Today’s Body Count in Iraq

Okay, so it’s a big deal for cable news that Jay Leno — at this very moment! — is testifying for Michael Jackson’s defense, but eight U.S. soldiers have been killed in the last 24 hours, along with over 50 Iraqis (130 wounded), and the A.P. reports that 20 prominent Iraqis have been assassinated in the past month.


Meanwhile, Tom Engelhardt berates the return of the “body count” as a “shorthand way of measuring success” and Knight-Ridder reports that the U.S.’s Operation Squeeze Play in Baghdad is (my words) a PR disaster … below:

From Knight-Ridder, “Troops round up suspected insurgents” — this is an exceptional article that is worth reading in its entirety:

Thousands of U.S. and Iraqi soldiers poured through Baghdad on Monday, detaining at least 285 suspected insurgents since Sunday in house-to-house searches and finding $6 million in a batch of $100 bills, the preferred currency for paying insurgent hit men and bomb-makers.

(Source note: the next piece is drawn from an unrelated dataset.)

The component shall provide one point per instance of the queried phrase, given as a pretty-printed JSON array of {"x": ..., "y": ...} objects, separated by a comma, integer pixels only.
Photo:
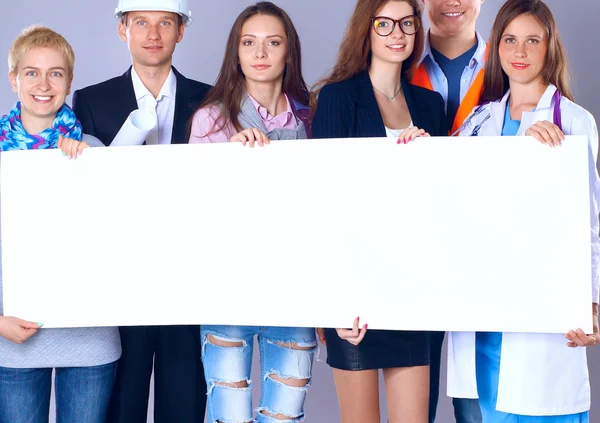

Bystanders were also apparently caught up in the dragnet, however. Some Iraqis said that while Operation Squeeze Play took some insurgents off the streets, it’s also likely to fuel the same cycle that has hounded the American presence for two years: angering moderate Iraqis while giving insurgents a friendlier environment in which to carry out attacks.


[…………………..]


Raad Mutlek, a Sunni Muslim, was sitting in a candy shop in Baghdad’s Abu Ghraib neighborhood on Monday. He was filling in for the shop’s owner, his cousin, who was detained the day before during Operation Squeeze Play.


“They came here and detained people randomly,” Mutlek said. “The families of the innocent people who have been detained will seek revenge.”


Mutlek’s brother, Yass, who had been listening to the conversation, stood up and walked out to stretch his legs. An Apache helicopter was circling overhead. A moment later, he hustled back in.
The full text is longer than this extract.